Venetien

Am 11. Juni 1918, wenige Tage bevor sich das Scheitern der letzten Offensive Österreich-Ungarns und damit seine endgültige Niederlage auf diesem Schauplatz am Piave abzeichnen sollte, berichtete das Heeresgruppenkommando Boroević:

"Die öffentliche Sicherheit im besetzten Italien gibt zu Klagen keinen Anlass. In sachlicher Beziehung leidet die Sicherheit allerdings unter der Notlage der Bevölkerung. Im Allgemeinen kann die Bevölkerung als rechtlich und ehrliebend bezeichnet werden. Die Stimmung in der Bevölkerung, die früher zuversichtlich und entgegenkommend war, ist nun laut übereinstimmender Meldungen aus allen Distrikten eine sehr gedrückte.
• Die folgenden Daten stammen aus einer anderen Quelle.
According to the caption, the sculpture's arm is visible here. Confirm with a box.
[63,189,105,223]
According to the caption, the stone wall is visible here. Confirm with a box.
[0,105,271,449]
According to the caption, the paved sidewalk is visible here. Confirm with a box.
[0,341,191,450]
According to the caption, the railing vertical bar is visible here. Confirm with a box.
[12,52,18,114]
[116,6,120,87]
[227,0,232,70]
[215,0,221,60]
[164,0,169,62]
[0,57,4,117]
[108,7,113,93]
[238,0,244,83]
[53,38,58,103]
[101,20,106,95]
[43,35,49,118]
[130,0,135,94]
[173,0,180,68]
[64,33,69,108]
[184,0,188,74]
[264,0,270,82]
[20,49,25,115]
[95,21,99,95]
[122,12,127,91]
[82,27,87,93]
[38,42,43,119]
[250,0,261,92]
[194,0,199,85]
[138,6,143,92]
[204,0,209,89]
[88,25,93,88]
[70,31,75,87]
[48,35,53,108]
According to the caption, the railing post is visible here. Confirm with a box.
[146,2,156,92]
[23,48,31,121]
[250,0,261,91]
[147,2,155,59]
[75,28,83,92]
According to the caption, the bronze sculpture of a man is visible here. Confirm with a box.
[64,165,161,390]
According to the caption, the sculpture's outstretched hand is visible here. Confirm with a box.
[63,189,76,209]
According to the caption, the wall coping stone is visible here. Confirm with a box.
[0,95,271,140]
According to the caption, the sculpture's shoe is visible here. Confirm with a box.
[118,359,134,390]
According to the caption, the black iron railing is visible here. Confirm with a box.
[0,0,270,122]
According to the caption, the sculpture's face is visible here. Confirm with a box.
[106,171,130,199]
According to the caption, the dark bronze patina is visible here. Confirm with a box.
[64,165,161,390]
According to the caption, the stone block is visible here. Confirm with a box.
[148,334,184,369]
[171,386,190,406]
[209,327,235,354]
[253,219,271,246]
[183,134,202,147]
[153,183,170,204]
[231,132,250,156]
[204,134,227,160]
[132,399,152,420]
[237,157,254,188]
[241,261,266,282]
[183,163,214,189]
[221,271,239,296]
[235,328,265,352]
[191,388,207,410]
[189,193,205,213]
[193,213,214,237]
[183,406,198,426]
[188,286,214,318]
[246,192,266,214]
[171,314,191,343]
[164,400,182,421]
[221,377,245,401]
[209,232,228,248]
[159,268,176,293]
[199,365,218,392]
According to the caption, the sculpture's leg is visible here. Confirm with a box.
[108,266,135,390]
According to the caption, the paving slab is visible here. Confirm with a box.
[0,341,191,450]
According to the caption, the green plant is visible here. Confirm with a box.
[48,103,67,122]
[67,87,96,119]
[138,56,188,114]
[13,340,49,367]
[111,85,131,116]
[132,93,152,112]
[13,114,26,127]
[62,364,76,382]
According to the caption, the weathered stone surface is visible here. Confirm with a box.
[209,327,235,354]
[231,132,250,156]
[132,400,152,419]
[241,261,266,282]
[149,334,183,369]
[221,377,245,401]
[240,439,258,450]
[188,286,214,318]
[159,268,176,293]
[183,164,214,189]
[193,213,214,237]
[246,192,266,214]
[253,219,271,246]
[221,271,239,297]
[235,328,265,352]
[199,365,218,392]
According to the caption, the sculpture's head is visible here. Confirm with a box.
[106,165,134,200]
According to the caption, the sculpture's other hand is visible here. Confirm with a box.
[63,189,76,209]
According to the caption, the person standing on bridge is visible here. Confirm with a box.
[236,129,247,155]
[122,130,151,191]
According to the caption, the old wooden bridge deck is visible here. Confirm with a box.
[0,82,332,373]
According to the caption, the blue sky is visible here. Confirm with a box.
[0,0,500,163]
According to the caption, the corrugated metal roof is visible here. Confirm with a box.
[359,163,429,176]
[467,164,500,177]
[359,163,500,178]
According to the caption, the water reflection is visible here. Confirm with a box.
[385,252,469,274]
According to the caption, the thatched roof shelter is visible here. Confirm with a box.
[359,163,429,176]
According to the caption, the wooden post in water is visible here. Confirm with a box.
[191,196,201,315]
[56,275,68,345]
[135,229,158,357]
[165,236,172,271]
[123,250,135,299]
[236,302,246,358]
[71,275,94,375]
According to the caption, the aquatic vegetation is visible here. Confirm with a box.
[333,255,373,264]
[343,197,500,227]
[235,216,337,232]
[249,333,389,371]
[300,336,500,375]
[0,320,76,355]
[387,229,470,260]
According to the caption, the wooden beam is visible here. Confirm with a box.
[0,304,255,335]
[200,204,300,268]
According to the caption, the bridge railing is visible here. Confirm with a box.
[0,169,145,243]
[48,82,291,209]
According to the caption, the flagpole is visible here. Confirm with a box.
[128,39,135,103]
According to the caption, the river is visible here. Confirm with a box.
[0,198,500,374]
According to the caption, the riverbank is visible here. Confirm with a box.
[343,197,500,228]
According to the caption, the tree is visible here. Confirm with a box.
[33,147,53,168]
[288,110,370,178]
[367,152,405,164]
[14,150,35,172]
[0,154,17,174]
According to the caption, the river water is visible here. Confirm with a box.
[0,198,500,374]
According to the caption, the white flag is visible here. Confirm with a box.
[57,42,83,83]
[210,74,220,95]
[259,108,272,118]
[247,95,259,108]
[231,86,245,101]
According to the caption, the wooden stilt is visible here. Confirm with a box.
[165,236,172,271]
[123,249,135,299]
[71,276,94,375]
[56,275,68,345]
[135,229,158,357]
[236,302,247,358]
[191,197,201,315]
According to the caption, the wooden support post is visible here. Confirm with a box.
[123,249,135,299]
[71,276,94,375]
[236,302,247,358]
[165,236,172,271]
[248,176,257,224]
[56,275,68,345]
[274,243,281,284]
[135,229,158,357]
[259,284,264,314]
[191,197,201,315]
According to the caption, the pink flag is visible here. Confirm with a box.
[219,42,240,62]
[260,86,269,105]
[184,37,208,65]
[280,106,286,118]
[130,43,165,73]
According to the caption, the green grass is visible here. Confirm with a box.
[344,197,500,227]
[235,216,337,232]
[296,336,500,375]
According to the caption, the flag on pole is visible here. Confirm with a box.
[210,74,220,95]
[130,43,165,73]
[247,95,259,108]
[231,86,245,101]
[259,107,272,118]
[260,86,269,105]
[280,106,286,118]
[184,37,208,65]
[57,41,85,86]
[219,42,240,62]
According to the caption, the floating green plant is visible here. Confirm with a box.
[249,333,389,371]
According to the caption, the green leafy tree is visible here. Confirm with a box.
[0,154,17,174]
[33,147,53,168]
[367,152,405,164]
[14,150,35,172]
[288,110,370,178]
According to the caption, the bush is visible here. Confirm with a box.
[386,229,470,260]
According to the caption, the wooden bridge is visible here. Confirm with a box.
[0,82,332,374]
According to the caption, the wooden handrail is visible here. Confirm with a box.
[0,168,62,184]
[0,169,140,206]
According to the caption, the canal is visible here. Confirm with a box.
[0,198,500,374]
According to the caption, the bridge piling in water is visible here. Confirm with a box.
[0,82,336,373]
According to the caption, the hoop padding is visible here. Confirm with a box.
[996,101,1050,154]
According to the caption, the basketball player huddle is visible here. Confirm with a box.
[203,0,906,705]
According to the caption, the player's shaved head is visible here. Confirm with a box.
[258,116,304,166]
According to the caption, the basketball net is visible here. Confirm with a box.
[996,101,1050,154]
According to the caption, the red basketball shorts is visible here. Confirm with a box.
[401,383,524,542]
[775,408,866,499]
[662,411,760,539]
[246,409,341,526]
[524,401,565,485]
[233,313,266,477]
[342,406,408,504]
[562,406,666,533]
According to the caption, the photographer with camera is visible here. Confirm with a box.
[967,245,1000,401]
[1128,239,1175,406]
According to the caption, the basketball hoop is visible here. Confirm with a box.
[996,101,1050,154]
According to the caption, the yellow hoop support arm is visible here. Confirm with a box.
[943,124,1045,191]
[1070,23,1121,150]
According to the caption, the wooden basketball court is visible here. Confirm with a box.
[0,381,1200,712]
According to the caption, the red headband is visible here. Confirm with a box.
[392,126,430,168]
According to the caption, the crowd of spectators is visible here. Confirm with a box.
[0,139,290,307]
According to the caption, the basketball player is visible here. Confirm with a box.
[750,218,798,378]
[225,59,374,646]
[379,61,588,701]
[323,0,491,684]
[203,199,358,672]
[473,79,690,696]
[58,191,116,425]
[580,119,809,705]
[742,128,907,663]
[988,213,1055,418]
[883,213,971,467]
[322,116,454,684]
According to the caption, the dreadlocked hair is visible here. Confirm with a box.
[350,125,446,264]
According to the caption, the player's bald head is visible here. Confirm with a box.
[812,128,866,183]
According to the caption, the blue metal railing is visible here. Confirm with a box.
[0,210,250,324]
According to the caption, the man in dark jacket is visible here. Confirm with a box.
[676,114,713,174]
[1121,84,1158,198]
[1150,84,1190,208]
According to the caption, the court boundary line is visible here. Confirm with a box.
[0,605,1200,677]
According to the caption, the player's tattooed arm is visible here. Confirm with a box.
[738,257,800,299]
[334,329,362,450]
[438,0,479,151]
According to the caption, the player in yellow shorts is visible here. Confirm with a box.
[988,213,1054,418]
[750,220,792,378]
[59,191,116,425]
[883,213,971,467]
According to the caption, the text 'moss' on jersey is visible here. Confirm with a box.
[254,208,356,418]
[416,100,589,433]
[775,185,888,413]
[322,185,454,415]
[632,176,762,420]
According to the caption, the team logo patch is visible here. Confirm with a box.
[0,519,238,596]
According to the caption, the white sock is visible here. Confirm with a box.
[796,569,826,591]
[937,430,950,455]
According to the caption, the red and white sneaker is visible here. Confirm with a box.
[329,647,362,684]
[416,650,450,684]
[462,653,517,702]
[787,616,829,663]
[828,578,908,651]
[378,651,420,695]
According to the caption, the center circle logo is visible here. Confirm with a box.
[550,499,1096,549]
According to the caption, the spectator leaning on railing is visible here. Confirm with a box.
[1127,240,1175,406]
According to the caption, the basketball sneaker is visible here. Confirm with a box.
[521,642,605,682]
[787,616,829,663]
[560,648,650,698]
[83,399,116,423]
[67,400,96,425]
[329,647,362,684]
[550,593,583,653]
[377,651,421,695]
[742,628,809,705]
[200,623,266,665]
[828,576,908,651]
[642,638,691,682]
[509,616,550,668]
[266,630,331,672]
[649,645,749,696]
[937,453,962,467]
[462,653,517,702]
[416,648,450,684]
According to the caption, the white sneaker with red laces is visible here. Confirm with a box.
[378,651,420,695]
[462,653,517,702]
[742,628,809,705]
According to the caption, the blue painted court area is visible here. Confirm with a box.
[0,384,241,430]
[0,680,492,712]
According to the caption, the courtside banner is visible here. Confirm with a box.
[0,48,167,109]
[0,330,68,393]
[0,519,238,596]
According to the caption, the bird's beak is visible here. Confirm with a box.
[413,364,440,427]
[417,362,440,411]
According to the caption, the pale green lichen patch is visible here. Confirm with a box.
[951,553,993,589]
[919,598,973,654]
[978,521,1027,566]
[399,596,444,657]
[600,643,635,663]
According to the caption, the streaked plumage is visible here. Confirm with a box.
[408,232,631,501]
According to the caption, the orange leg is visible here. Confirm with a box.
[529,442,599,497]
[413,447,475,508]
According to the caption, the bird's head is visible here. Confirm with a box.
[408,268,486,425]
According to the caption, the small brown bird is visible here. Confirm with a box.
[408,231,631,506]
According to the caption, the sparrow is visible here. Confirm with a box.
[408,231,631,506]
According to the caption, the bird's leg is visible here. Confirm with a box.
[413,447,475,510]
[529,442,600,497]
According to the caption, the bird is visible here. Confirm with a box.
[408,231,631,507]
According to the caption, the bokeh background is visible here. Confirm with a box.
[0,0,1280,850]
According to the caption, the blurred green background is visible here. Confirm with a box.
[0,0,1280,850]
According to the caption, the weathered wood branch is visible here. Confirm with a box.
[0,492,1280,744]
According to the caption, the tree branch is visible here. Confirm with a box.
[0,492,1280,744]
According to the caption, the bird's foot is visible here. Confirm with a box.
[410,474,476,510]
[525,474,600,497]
Die zunehmenden Verpflegsschwierigkeiten, die Durchführung der neuerlichen Aktionen zur Metall- und Wäscheeinbringung, insbesonders aber die letzter Zeit angeordneten großen Viehrequisitionen, die ohne Barzahlung erfolgten und den ohnehin schon knappen Viehbestand um ein Drittel verminderten, haben in der Bevölkerung starkes Unbehagen ausgelöst ... und die Zuneigung, die sie den österreichisch-ungarischen Kommandos entgegenbrachte, in erheblichem Maße vermindert. Doch ist auch jetzt von einer feindseligen Stimmung nichts zu bemerken und erweist sich die Bevölkerung fast überall als willig und gehorsam." 

Tatsächlich hatte sich ein halbes Jahr zuvor, um die Jahreswende 1917/18, nach bereits längerer durch Resignation und Pessimismus geprägter Zeit, ein letztes Mal eine gewisse Aufbruchstimmung in Wiener Regierungs- und Armeekreisen ausgebreitet, da man sich einerseits aus dem Frieden im Osten, dem propagierten "Brotfrieden", tiefgreifende Änderungen hinsichtlich der Ernährungssituation erwartete, das "Wunder von Karfreit" wiederum den Zusammenbruch Italiens oder zumindest dessen Ausscheiden aus dem Krieg in greifbare Nähe zu rücken schien. Immerhin waren österreichisch-ungarische und deutsche Truppen vom 24. Oktober bis 10. November von Flitsch und Tolmein bis an den Piave marschiert - wesentlich weiter als geplant, das vorgegebene strategische Ziel wäre der Tagliamento gewesen - und hatten dabei etwa 10 000 italienische Soldaten getötet, 30 000 verwundet, fast 300 000 gefangen und 400 000 zum Desertieren gebracht. Allerdings wurde dieser Erfolg auch als Pyrrhus-Sieg bezeichnet, da er die Truppen überlastet, vor allem aber die Versorgung des Hinterlandes besonders durch die militärische Inanspruchnahme der Eisenbahnen weiter gefährdet habe. Immerhin konnten die Provinzen Udine und Belluno, Teile der Provinz Venetien (Distrikt Portogruaro und Teile des Distrikts San Donà), Treviso (Teile des Distrikts Oderzo, Conegliano, Vittorio und Valdobbiadene) sowie Vicenza (Teile der Distrikte Bassano, Asiago und Schio) besetzt werden, ein Gebiet, das insgesamt auch von einer äußerst kleinen deutschsprachigen sowie größeren slowenischen und friulanischen Minderheiten bewohnt wurde. 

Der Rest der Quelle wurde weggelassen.